Public radio's modern-day Rockwell, Garrison Keillor, spins tales of small town life with words rather than pictures, weaving the way back to "the little town that time forgot." His stories of Lake Wobegon tap into our not-so-subtle nostalgia for a pre-industrial past, our fantasy of a place where the ills of the urban world can't reach us.


Inside the most urbanized American, you're likely to find dreams of a little home in the country lurking just below the surface. Look at the growth of suburbs and the attendant issues of sprawl; even the names of our housing developments reflect our desire to escape the messy brew of the cities and settle in a pastoral paradise. Here in the West, we also live with the legacy of our favorite narrative of origin: the rugged individual pioneer hacking a civilized life out of the howling wilderness. Most Americans -- including those who've never set foot west of the Mississippi -- share a common vision of the West as a place of escape from the overcrowded and corrupted East. Vestiges of frontier imagery overlay our views of the region, despite statistics showing that more Westerners live in cities than in the hinterlands.


But what about the reality of small towns? How is daily life along Main Street USA in the first decade of a new century different from the nostalgia-laden images we carry in our hearts and minds? Is there really such a place as rural America, with concerns distinct from those faced by city-dwellers? Since most media is centered in cities, how can people who live in small towns get their voices heard? And what would they say if they did?


Those are a few of the questions that we've been asking ourselves here at The Inlander. After all, while we're based in Spokane, we cover events and activities in the vast geographic area known as the Inland Northwest. Like the West in general, most of our region's people live in cities, but most of our territory is rural.


So for the next year, we're going to take a closer look at life in the rural communities of our region. In the first issue of each month, we'll visit a town, talk with residents, and try to see the place through the eyes of those who live there. We'll take the pulse of each town and see what's working and what's not. Are these communities thriving or are they doomed to survive only in the history books? Are these towns the way we'd imagine them, all quaint and neighborly? Or are big-city problems creeping into their streets, too? The towns in our region are as diverse as the geography, but we're guessing we'll find some common issues faced by many towns both here and across the country. We haven't set out any strict rules for inclusion in our series -- no maximum population, no minimum distance from an urban center -- but we're aiming to reflect that geographic diversity in our selections.


Throughout the West, rural communities face challenges related to growth and the lack of growth, proximity to cities and excessive distance, transportation, water and declining municipal revenues. Ongoing agricultural consolidation affects not just family farmers but the market towns that depend on their business. As our cities grow, new development puts pressure on formerly isolated communities that suddenly find themselves in the bulldozer's path. Suburban lifestyles often clash with traditional land uses, leaving both sides bitter and disillusioned. And the lure of economic opportunity draws young people to the cities, leaving an aging population behind.

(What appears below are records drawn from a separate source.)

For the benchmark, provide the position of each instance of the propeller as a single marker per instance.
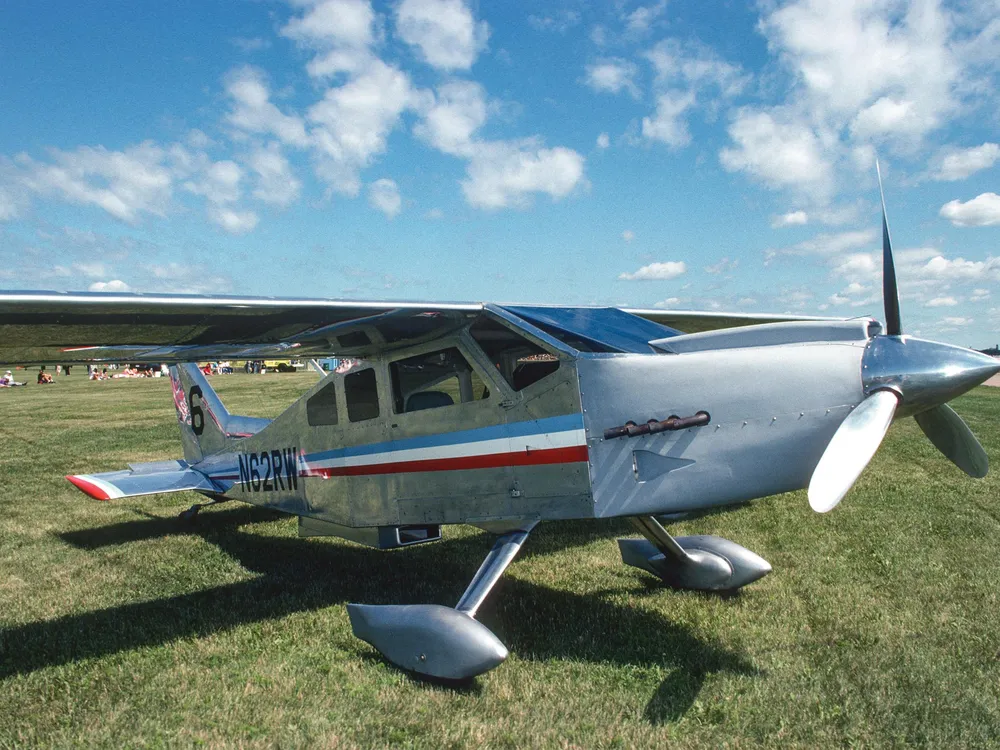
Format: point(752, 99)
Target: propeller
point(902, 375)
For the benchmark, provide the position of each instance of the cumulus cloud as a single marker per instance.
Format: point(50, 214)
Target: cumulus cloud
point(778, 153)
point(791, 219)
point(499, 174)
point(353, 121)
point(685, 74)
point(959, 164)
point(612, 75)
point(502, 174)
point(444, 32)
point(663, 271)
point(384, 195)
point(275, 182)
point(254, 112)
point(340, 32)
point(981, 211)
point(640, 19)
point(941, 302)
point(668, 124)
point(722, 266)
point(126, 184)
point(115, 285)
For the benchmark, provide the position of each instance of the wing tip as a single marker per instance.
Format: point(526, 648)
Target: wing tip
point(83, 483)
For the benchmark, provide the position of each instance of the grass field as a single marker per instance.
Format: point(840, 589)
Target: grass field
point(122, 627)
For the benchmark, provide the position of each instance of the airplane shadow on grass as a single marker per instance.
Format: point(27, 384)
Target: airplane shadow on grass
point(295, 575)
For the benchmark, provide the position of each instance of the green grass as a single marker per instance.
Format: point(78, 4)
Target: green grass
point(121, 627)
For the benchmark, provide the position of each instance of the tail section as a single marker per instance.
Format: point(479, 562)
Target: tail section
point(207, 427)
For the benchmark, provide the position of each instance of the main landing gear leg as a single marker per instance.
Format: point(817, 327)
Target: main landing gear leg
point(440, 641)
point(191, 513)
point(703, 563)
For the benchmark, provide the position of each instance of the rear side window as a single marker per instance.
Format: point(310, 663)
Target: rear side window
point(321, 408)
point(520, 361)
point(361, 394)
point(433, 380)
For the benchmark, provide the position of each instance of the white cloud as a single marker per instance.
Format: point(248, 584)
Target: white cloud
point(667, 124)
point(791, 219)
point(722, 266)
point(254, 112)
point(558, 22)
point(219, 183)
point(959, 164)
point(685, 73)
point(612, 76)
point(444, 31)
point(459, 110)
point(668, 303)
point(779, 154)
point(941, 302)
point(694, 66)
point(670, 269)
point(353, 121)
point(115, 285)
point(276, 184)
point(640, 19)
point(981, 211)
point(502, 174)
point(339, 31)
point(232, 220)
point(499, 174)
point(125, 183)
point(384, 195)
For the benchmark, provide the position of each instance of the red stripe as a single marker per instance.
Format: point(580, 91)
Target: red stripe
point(496, 460)
point(88, 487)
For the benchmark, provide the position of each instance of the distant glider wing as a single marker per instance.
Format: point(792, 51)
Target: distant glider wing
point(90, 327)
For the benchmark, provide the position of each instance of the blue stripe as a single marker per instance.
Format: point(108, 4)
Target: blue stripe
point(517, 429)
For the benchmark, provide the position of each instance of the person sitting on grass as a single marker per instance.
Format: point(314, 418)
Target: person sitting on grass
point(7, 381)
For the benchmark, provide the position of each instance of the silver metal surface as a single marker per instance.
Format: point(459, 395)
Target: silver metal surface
point(924, 373)
point(710, 563)
point(772, 418)
point(952, 436)
point(496, 562)
point(850, 450)
point(771, 334)
point(428, 638)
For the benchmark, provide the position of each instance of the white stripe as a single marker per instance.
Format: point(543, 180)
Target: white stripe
point(109, 489)
point(519, 444)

And the rural West is not isolated from the challenges and pressures afflicting the more urbanized parts of the region, either. The movement of people from urban centers to the country -- their escape from urban ills -- squeezes the resources of smaller communities. The newcomers bring in money, along with an expectation of services; the money may be welcome, but the pressures on property values, town budgets, environmental quality and open space can change irrevocably the character of a small community. Towns with recreational amenities may boom with tourism-related growth, but at what cost to the lives of long-time residents?


Those of us who live in the city may ask why we should care about what happens in some little town 50 or 100 miles away. Here in Spokane, we received an answer a couple of weeks ago from Daniel Kemmis, the former mayor of Missoula and current director of the Center for the Rocky Mountain West at the University of Montana. In his address at the Spokane City Forum, Kemmis urged city-dwellers to think regionally. Regions that learn how to think, act and work together as a region will gain competitive advantage over those that don't, he insists. Spokane needs healthy and vibrant communities around it in order to thrive as a regional hub.


Having logical business reasons to care about our small towns is an important plus, of course, but those reasons should be peripheral, we think. Since so much of our national identity is tied up in images of picket-fence towns, we need to care about our rural communities whether we live in one or not. It's just the right thing to do. After all, if our small towns wither away, what will happen to our vision of ourselves? Without a little crossroads out there somewhere over the horizon, what will happen to our dreams?